Scientific American reads like a romance novel. “Mario Krenn recalls sitting at a cafe in Vienna” poring over computer printouts. What the f ever. Just tell us about the quantum entanglement thingy.
There is no artificial intelligence here, even though the writer of prose says it is. If it was artificial intelligence, it would say, hey Mario, here is a solution that you hadn’t thought of. But it didn’t. It printed out a bunch of paper that poor Mario had to pore over.
It’s a computer program. Algorithms are like instructions, they do whatever they are written to do. Given enough variability, they can do unexpected things. They can be long and complex. This does not make them intelligent, artificial or otherwise.

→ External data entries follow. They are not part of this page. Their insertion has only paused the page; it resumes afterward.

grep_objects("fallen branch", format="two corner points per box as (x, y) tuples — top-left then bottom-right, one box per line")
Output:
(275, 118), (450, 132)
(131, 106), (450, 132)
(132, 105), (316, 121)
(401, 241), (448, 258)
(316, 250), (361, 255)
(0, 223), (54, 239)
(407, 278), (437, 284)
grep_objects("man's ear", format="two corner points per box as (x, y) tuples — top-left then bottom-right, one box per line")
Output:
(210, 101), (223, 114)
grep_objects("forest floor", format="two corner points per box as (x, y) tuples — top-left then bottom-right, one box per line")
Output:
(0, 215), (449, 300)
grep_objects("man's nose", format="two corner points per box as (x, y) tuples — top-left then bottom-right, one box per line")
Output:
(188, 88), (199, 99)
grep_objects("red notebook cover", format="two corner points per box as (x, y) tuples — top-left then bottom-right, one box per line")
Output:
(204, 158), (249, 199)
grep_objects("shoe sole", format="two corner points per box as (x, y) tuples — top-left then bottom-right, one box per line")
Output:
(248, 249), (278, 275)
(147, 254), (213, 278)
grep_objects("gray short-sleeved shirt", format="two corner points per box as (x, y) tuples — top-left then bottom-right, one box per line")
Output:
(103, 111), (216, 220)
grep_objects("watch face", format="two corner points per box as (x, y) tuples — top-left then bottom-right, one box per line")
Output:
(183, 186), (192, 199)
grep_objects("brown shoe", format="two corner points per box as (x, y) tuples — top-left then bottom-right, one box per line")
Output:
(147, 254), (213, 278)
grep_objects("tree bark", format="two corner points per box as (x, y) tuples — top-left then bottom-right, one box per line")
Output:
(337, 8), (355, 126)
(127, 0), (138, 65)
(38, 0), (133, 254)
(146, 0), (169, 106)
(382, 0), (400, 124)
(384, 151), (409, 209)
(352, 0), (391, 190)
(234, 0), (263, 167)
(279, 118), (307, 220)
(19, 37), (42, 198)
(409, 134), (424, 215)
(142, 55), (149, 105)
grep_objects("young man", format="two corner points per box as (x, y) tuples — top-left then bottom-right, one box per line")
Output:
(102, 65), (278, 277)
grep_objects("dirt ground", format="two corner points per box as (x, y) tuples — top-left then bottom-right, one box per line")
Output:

Supercomputers are very fast at processing calculations and executing instructions. The reason they aren’t intelligent is because they don’t have the processing power of even a small rodent.
“Algorithms are like instructions, they do whatever they are written to do. Given enough variability, they can do unexpected things. “
If they only do what they are expected to do how can they do the unexpected?
“It’s a computer program. Algorithms are like instructions, they do whatever they are written to do.”
Good observation in say, 1975.
Has virtually no application to neural networks, machine learning, and large language models in 2023.
They do their own thing, write their own code, evolve in a direction unanticipated by humans.